In the last chapter of his book "Utility Theory for Decision Making," Peter Fishburn published a concise rendering of Leonard Savage's proof that "rational" preferences over events implied that one behaved "as if" he (or she) was obeying Expected Utility Theory. He furthermore proved that following Savage's axioms implied that your utility function is bounded (he attributes this extension of the proof, in its essence, to Savage). So Subjective Expected Utility Theory has an answer to the St. Petersburg Paradox "built in" to its axioms. That seems like a point well worth mentioning in this article.

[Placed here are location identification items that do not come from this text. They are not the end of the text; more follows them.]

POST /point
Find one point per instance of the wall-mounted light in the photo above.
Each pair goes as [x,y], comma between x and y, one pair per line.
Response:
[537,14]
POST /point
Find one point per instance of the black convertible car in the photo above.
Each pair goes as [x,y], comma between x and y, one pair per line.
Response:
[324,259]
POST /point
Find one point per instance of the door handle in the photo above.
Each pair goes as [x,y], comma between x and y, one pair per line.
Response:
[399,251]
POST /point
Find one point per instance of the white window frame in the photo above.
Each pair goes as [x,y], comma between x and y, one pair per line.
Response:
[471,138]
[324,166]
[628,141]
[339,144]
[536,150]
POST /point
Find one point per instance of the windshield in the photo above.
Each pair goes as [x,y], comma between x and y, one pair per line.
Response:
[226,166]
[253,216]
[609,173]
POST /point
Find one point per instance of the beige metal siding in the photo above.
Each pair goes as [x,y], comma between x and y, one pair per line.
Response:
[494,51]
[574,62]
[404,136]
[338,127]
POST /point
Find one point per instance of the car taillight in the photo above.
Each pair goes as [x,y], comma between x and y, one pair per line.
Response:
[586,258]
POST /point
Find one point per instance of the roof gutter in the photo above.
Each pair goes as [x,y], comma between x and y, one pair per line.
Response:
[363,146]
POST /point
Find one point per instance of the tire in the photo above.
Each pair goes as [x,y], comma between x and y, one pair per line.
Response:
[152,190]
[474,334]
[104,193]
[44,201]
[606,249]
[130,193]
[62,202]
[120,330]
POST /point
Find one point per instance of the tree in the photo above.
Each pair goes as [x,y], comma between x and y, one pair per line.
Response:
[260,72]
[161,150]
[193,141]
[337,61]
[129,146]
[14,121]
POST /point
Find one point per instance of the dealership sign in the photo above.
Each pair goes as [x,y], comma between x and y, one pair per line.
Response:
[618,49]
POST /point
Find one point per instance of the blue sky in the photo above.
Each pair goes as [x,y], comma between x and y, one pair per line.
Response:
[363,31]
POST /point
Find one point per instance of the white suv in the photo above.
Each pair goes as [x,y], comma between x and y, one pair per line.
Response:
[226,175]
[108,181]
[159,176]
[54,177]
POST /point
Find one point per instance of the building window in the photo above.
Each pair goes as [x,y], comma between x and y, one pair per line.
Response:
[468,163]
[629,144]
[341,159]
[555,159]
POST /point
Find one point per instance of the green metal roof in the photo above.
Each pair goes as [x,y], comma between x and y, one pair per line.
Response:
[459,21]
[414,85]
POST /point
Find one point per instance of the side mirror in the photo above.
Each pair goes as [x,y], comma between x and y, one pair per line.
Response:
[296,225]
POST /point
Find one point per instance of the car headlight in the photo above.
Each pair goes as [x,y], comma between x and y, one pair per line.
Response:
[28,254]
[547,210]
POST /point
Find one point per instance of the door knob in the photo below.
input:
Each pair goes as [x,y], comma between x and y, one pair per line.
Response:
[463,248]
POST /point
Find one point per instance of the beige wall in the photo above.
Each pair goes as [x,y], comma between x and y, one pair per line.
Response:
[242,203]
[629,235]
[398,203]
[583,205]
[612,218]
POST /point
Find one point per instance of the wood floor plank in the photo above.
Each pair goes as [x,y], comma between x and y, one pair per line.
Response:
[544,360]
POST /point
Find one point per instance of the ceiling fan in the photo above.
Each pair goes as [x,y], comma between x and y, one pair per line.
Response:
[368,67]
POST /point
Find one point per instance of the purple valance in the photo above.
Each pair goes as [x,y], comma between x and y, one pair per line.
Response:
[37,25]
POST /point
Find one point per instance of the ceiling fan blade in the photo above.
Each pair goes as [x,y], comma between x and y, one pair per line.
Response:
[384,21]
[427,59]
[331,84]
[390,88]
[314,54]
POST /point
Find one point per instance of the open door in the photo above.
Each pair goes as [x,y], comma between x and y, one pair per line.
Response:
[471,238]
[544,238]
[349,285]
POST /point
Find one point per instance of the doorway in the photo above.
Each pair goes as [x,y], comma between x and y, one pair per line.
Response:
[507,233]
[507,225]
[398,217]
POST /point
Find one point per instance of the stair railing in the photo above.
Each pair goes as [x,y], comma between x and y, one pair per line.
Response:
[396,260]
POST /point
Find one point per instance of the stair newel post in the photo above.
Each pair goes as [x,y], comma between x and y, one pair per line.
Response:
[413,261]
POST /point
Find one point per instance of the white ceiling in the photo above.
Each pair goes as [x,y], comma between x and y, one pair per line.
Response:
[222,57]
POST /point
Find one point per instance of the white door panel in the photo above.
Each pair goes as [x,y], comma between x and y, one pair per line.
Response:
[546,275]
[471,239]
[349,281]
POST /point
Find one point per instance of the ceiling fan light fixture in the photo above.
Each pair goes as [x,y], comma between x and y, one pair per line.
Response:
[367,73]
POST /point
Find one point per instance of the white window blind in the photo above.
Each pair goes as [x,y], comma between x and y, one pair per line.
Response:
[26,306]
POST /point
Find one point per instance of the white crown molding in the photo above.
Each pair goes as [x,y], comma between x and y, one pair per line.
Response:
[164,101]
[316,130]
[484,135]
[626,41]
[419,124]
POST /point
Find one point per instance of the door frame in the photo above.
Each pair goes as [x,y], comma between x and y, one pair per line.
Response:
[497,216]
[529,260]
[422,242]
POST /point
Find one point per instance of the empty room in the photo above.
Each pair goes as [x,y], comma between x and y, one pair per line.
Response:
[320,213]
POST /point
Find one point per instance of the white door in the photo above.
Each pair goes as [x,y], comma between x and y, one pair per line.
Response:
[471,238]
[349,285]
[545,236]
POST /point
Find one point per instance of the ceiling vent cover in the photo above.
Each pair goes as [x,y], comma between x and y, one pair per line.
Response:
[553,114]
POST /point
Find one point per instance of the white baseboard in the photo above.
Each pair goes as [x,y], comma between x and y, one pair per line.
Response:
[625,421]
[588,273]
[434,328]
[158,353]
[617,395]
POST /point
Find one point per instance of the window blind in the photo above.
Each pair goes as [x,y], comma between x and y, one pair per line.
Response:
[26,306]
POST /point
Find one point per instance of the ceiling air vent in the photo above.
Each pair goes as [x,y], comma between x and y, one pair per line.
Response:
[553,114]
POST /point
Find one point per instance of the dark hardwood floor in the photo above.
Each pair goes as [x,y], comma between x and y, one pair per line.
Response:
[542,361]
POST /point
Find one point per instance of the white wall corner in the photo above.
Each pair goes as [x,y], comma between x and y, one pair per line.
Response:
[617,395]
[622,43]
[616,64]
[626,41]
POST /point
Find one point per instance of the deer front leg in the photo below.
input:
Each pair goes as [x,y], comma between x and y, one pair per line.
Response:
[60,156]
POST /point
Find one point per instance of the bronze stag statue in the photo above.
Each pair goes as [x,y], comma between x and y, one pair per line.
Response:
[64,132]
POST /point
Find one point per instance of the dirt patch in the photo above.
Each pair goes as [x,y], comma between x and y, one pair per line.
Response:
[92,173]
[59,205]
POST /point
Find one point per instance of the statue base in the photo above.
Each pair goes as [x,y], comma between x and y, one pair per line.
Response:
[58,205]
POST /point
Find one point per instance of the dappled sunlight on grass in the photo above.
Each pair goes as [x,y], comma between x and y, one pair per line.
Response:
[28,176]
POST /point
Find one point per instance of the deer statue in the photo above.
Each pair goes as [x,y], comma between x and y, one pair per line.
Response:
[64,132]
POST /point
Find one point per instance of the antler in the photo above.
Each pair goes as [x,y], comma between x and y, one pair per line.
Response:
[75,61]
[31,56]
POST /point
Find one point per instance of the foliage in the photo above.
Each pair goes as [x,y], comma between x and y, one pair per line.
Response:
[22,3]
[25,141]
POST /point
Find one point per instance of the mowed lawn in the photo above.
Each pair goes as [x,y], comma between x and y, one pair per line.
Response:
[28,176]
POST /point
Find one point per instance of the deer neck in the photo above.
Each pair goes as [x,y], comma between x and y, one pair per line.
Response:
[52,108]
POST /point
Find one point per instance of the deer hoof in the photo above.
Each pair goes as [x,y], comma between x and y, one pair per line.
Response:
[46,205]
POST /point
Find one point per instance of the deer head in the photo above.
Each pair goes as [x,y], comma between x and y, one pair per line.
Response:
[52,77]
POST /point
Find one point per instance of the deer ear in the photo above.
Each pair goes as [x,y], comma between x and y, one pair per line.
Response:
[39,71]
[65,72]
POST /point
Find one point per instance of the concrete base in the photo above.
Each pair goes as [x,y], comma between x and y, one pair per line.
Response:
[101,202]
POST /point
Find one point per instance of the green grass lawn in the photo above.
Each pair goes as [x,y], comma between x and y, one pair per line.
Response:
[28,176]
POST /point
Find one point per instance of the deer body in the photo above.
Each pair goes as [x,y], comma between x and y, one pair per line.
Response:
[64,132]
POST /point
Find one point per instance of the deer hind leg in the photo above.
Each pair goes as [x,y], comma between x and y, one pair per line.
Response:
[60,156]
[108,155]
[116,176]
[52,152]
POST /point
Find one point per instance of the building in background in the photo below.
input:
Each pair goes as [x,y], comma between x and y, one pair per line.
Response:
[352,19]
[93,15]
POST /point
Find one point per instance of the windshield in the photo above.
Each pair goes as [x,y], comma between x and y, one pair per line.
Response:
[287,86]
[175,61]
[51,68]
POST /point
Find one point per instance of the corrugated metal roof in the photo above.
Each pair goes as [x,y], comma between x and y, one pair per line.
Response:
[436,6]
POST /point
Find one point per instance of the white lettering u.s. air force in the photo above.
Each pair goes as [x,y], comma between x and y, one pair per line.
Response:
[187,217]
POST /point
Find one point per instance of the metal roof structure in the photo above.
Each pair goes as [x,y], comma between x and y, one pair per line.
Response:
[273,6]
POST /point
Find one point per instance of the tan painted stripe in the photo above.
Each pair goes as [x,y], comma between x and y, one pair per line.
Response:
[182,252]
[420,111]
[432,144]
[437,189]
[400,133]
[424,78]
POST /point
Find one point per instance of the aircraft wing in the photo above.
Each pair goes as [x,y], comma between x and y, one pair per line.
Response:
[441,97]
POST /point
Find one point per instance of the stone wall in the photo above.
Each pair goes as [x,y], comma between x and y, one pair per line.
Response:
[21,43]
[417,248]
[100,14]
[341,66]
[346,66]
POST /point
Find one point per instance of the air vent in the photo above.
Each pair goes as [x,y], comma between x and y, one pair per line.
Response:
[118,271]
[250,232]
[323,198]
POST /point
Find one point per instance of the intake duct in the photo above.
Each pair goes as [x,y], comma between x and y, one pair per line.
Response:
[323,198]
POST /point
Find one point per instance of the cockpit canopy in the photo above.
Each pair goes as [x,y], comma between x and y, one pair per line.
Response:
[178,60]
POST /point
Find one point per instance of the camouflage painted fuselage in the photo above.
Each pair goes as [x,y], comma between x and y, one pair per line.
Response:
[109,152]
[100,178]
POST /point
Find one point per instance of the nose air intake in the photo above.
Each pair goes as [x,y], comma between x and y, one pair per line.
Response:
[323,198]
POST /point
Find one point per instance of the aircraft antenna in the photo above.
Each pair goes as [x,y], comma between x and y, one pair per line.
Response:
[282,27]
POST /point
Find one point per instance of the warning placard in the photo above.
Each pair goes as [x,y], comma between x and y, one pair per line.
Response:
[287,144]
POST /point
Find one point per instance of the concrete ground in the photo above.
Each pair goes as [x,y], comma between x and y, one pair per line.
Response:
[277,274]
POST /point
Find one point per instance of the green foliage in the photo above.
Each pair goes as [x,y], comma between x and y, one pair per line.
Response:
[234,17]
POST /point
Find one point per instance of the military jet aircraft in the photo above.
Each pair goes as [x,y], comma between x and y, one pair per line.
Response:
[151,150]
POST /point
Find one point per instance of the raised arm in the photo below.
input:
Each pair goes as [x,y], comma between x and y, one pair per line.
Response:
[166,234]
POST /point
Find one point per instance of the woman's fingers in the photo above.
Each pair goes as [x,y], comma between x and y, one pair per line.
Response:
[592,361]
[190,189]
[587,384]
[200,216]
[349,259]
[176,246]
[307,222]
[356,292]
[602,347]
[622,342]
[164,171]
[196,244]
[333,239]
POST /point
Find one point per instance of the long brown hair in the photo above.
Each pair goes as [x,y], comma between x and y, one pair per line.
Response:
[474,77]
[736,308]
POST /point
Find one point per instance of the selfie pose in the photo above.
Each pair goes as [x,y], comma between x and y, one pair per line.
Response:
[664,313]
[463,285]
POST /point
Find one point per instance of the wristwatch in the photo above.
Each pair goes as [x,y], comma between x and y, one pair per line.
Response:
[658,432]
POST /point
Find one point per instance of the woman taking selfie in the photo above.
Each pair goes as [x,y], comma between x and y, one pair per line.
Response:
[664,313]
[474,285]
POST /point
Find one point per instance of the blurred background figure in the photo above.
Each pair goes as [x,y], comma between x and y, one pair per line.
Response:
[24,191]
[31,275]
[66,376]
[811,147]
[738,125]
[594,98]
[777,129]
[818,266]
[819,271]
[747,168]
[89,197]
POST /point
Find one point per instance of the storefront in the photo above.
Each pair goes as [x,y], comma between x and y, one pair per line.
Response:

Even granting that it is possible for cosmic rays to flip any given bit, or any sequence of bits, in a computer's memory, it is far from clear to me that the probability of this happening approaches 1 over the lifetime of the universe. It isn't very hard to come up with cases where an event is both completely possible, and has probability 0: for instance, if I pick a number at random with uniform distribution from the closed interval [0,1], the probability I will pick 1 is 0 even though 1 is as likely a choice as any other option on the interval. And in the concrete case you're referring to, the universe has finite time to flip these bits before it sinks into entropy. Moreover, I wouldn't expect the sequence of datapoints needed to convince an AI that humans are hostile (or whatever) to be invariant across time: as the AI accrued more data, it would plausibly require more data to persuade it to change its mind.